Quienes no se quedaron atrás fueron los periodistas de Colombia. A la segunda jornada del seminario realizada el martes último asistieron Martha Soto, de "El Tiempo" de Bogotá; Hollman Morris, del programa "Contravía"; Ginna Morelo, del "Meridiano" de Córdova; Fabio Posada, de "El País" de Cali; y Gonzalo Guillén, del "Nuevo Herald" de Miami. Ellos abordaron, después de la exposición del fiscal general de Colombia, Mario Iguarán, desde la problemática del campesino cocalero (que parecía un retrato de la situación que se vive en el Alto Huallaga y el VRAE), la brutalidad de la guerra en las ciudades de la selva controladas por las FARC y el auge y caída de los cárteles de los '80 hasta el ascenso de los cabecillas de las atomizadas mafias en la actual Colombia.

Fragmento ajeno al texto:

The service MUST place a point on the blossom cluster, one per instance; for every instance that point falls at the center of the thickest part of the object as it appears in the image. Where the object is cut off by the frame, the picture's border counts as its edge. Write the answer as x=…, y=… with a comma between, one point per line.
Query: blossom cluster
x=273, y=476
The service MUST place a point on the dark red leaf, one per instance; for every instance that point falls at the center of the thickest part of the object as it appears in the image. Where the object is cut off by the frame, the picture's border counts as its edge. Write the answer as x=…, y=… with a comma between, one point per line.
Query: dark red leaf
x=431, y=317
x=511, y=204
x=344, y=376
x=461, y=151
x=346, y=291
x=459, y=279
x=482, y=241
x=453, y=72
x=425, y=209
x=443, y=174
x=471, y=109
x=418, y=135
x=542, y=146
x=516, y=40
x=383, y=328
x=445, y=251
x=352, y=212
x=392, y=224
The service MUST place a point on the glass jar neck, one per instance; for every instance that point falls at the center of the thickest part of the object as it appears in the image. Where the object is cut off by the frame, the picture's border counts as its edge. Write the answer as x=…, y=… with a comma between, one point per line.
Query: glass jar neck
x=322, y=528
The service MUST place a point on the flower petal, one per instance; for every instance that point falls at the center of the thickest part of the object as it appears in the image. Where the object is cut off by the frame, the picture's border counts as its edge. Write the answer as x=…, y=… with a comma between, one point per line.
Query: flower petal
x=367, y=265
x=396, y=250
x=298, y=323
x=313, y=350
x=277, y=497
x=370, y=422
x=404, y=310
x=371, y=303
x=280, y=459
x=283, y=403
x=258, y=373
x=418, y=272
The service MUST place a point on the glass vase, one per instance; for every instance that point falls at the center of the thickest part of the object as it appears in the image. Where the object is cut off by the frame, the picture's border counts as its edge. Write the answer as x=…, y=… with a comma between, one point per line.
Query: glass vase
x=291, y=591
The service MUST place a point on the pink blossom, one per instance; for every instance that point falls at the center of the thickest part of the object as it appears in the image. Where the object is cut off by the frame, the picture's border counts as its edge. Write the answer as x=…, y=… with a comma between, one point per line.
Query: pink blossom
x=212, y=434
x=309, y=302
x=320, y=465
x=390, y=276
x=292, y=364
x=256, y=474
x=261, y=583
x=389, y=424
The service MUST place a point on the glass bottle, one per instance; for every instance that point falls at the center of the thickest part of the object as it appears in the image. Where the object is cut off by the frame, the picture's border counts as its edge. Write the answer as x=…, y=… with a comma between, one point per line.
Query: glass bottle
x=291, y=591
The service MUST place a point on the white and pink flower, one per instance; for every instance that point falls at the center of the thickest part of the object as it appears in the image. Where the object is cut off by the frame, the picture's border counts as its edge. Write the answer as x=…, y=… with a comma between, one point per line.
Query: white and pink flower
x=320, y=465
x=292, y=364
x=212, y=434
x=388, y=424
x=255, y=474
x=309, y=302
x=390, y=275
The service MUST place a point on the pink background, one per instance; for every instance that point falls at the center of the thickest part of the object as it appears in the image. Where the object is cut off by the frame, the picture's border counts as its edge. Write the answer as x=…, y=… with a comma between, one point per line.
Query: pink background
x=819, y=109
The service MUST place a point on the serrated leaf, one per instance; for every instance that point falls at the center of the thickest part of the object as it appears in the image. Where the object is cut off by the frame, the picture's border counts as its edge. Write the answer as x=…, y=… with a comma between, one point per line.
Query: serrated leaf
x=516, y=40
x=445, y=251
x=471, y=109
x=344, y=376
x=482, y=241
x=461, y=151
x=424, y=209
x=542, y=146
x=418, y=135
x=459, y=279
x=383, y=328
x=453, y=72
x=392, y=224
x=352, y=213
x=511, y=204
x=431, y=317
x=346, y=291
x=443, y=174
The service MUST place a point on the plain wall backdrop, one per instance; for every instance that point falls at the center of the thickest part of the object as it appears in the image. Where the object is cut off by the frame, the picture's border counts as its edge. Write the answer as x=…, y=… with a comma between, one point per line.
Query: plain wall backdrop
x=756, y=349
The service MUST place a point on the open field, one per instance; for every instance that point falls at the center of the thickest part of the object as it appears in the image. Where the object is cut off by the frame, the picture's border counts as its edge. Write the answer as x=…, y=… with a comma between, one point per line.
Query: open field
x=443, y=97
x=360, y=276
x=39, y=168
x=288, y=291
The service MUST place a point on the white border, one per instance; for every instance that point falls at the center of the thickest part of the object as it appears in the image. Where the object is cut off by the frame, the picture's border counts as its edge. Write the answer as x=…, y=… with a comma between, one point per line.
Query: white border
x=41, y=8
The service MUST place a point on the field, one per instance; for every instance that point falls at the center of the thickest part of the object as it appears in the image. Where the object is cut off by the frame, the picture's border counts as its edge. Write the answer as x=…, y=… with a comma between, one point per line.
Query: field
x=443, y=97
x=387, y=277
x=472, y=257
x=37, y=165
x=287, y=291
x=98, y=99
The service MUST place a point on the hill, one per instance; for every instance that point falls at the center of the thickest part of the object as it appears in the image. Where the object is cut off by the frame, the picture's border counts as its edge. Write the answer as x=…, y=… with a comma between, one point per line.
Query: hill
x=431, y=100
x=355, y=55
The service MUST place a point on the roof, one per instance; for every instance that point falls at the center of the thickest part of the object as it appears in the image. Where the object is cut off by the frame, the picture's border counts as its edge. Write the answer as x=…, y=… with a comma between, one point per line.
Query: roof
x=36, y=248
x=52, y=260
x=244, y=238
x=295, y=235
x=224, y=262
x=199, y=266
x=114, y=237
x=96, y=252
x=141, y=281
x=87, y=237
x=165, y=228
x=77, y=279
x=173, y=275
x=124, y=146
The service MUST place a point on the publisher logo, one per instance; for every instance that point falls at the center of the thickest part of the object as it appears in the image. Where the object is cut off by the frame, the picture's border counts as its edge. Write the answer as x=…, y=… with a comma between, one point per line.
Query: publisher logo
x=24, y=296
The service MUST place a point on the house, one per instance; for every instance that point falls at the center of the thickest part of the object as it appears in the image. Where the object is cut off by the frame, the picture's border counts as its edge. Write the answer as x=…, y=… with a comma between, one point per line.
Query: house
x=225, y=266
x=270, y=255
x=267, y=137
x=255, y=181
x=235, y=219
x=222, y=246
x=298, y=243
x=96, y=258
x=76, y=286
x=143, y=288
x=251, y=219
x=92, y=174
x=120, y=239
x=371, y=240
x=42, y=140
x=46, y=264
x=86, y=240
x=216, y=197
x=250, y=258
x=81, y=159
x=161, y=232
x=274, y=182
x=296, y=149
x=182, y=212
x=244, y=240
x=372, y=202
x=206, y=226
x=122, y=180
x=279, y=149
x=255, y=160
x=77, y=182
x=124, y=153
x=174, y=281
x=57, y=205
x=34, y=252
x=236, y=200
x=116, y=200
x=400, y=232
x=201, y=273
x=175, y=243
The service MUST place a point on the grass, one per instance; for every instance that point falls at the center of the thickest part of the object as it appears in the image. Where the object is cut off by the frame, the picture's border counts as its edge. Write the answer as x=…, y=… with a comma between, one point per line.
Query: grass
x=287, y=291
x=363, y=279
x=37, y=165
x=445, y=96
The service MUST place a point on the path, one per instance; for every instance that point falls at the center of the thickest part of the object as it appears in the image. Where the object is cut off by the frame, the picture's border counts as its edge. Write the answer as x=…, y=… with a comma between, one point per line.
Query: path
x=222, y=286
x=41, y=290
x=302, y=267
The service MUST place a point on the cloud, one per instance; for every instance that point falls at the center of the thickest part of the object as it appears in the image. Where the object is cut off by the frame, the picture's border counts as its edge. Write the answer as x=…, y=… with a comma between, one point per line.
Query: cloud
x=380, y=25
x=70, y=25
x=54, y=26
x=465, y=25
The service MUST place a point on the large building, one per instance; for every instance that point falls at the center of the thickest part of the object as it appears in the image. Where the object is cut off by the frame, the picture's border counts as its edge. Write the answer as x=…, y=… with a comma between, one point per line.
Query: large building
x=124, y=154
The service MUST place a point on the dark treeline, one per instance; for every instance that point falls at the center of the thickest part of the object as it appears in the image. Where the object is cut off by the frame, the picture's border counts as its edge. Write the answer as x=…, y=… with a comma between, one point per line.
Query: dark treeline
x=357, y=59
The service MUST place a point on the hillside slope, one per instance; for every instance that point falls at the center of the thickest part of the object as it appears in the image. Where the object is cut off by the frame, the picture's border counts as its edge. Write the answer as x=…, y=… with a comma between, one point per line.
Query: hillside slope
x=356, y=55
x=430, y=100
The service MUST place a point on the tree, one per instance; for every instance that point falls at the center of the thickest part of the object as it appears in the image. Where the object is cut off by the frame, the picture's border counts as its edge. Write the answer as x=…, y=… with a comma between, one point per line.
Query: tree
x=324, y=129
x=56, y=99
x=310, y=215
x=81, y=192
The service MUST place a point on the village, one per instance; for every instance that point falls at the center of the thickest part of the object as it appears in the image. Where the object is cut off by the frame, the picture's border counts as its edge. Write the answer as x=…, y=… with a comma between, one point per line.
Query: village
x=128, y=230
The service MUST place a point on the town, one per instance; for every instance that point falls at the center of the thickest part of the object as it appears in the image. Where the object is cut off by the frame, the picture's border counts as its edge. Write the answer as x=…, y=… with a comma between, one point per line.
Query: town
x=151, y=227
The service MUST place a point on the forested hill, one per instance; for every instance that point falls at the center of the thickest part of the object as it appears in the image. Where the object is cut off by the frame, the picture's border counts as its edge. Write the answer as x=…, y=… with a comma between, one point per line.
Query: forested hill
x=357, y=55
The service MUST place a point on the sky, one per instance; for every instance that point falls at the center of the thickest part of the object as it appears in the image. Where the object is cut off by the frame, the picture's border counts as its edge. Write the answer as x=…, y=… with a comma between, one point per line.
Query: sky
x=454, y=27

Martha Soto, jefa de la Unidad de Investigación de "El Tiempo" desde hace 10 años, dijo que los peruanos podríamos considerar como "hermanos mayores" a mexicanos, colombianos y brasileños ya que estos países han recorrido todas las fases de la espiral de destrucción que les ha traído el narcotráfico en su calidad de países productores, de tránsito y de consumo de cocaína u otras drogas. Realidades vecinas que hacen palidecer los años más sombríos que vivió nuestro país por el terrorismo y que, luego de la jornadas internacionales, nos dejaron una conclusión tácita: el Perú no debe cometer los mismos errores.